RICK NEWMAN: Hey Dan, one of the standards for antitrust probes is consumer harm. And normally, we think of exploitative monopolies as companies that just jack up prices and offer crappy service because they can-- because they can get away with it. That's obviously not the case with Google, which is free to users. So what is the argument in terms of the harm that's actually happening here?

DAN HOWLEY: So it's kind of strange to say that it's free, because yes, you do not pay any money. But your data is now increasingly being looked at as a form of currency. And that's never more clear than with Google and Facebook, which make billions on the fact that you post a photo or you searched for a sports team or something along those lines. That's really where the cash comes in.

Now, as far as the overall harm, well, you could say that if Google is favoring its own products in search or in its Google Play Store, then that's hurting consumers because it doesn't give them the option to see what else is out there on the web. So they may be funneling people to certain products or websites that you might not want to go to or you might not have thought would be the best bet for you. So that's kind of the issue there with search.

As far as advertising goes, well, that really comes down to how that's impacting the global advertising industry. We talk about how media has been dramatically impacted. But then other companies as well have been hit that rely on advertising. So I think as far as the consumer harm goes, you can make the argument that the search and the app stores have a problem there. But as far as advertising, you're right. It's harder to make that case as far as consumers go.

ADAM SHAPIRO: Dan, assuming that they do file this antitrust lawsuit, worst-case scenario, what's the outcome for Alphabet? The worst-case scenario-- look, nobody is seeming to think that there will be a breakup of Alphabet or Apple or Facebook or Amazon. Really what it would come down to is kind of an order saying that you have to adjust your business to these practices now and give up this or open up more or allow for a greater amount of competition in the advertising space, in the search space, something along those lines.

So there's no real idea that Google is going to lose Android or search or advertising.
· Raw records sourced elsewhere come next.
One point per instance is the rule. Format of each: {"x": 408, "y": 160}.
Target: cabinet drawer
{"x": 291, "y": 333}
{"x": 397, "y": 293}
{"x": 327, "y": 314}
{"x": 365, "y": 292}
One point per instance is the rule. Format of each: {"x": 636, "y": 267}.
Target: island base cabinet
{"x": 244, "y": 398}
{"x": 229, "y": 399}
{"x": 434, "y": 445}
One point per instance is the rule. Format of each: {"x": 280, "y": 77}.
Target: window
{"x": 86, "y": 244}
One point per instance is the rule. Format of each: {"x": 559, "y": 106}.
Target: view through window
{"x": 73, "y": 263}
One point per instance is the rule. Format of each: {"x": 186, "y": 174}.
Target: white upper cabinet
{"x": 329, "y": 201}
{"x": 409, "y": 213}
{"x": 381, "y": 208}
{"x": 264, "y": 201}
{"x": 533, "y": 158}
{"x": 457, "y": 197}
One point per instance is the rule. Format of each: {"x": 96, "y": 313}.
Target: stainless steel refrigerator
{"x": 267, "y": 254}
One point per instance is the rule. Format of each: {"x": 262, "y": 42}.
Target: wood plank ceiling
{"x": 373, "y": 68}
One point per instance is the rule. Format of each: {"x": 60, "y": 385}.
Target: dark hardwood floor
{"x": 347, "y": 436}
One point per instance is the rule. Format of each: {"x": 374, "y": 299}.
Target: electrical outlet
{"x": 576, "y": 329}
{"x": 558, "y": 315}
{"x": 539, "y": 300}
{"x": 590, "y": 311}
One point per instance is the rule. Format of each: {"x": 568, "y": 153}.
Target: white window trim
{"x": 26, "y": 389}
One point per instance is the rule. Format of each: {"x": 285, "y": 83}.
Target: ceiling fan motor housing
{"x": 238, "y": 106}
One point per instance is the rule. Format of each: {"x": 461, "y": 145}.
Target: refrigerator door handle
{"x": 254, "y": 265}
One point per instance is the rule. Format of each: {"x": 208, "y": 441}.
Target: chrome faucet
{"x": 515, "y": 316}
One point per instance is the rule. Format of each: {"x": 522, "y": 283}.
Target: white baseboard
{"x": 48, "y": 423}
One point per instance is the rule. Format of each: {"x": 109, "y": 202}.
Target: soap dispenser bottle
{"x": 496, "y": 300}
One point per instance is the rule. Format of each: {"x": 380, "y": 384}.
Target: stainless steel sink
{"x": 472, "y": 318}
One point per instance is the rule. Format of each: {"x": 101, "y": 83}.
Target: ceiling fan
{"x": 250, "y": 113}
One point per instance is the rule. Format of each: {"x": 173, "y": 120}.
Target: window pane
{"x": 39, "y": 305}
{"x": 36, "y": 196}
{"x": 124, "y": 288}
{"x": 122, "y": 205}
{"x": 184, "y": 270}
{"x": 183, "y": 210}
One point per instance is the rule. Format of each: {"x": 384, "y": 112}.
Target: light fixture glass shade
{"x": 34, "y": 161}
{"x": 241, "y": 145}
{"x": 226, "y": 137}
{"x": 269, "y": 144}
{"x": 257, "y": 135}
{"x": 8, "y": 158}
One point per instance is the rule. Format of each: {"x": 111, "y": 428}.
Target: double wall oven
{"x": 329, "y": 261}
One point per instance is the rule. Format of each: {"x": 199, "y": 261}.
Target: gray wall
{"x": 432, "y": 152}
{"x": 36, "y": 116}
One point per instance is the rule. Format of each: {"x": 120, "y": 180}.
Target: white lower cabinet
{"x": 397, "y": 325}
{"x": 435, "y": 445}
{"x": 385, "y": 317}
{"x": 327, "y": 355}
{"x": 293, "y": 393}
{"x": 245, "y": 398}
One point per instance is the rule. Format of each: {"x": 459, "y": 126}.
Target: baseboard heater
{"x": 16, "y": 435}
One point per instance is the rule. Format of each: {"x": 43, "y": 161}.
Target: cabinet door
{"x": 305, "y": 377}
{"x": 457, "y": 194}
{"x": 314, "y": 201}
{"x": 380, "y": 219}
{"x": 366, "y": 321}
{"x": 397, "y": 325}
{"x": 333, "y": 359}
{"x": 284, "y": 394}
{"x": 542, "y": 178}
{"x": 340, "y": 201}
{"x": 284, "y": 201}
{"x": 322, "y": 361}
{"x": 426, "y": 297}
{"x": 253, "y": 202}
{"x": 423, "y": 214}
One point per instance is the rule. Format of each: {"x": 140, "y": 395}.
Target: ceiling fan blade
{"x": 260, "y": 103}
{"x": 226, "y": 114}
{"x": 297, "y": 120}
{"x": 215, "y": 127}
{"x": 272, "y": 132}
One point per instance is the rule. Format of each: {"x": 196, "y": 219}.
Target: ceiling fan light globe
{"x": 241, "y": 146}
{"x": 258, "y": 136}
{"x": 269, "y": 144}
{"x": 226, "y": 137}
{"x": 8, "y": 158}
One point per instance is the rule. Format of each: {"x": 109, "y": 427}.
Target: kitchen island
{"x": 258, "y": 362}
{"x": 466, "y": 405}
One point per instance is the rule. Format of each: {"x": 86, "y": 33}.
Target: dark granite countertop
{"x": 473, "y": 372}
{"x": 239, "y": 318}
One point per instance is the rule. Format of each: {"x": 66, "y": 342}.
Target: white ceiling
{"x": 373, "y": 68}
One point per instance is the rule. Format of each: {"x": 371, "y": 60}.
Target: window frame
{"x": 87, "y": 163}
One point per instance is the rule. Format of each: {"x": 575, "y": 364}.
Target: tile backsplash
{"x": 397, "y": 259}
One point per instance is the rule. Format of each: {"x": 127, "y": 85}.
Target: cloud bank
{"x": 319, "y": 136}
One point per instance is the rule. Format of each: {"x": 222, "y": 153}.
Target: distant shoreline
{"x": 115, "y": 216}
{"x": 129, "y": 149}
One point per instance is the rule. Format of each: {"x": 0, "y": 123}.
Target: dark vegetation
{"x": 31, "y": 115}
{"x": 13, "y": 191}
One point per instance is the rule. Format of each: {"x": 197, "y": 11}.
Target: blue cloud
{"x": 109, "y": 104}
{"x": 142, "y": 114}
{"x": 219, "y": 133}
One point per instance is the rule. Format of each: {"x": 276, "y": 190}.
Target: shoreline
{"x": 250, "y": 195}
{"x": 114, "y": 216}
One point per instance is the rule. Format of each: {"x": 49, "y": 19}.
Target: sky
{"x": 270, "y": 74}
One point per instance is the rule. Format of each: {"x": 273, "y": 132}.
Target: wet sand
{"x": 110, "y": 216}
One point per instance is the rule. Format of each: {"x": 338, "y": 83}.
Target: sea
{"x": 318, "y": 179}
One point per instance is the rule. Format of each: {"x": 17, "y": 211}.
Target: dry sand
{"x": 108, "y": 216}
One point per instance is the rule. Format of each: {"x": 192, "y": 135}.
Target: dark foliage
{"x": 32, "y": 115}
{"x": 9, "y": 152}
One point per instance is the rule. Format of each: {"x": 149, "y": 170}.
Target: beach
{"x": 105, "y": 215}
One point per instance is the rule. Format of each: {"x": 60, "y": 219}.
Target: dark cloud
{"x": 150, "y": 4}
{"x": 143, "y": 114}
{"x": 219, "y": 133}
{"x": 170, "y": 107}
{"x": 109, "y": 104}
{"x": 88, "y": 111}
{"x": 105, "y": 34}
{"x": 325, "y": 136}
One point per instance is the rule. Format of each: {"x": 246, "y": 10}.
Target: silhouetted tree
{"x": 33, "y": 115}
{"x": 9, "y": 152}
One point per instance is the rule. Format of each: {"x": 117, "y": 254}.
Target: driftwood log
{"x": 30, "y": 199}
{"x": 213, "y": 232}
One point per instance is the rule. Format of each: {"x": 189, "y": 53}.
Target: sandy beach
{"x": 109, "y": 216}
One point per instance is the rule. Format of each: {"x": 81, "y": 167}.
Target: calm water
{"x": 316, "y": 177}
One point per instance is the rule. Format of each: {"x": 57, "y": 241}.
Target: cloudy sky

That seems to be completely out of the realm of possibility at this point. But there will be some kind of order that ensures that they can't control as much as they control now. And that goes for Apple and Facebook and Amazon as well. There's nobody speaking about breaking them up really, except for politicians, but that's basically just to make points and not to make an actual argument.

RICK NEWMAN: Hey Dan, the Justice Department and Attorney General Barr have got some criticism for this for speeding it up, which maybe they're doing so that Trump can claim going into the election on November 3 that he's cracking down on Google. But if this goes anywhere, I mean, it's going to be months or possibly years, right, before this even makes it to court and then even longer for an outcome.

DAN HOWLEY: Oh, yeah. I mean, look, you can-- you can file the lawsuit all you want, but that doesn't mean it's going to stop any time soon. Look at Microsoft. I mean, they were well into-- not well into, but they went into 2000, 2001 for that lawsuit that they were working on.

And originally, don't forget, Microsoft was forced to break up. But then they appealed and won that appeal. That's why Microsoft is one company still. Now, the result of that was a change in business practices. And that's where we ended up getting companies like Google and Facebook and Amazon.

So really, it did open up more competition when they went ahead with that ruling for Microsoft. But we ended up in the same position now with these different companies that are now behemoths that are being accused of antitrust. So you can imagine that if there is an order, it would end up opening up the world to more competition, perhaps bigger companies down the line.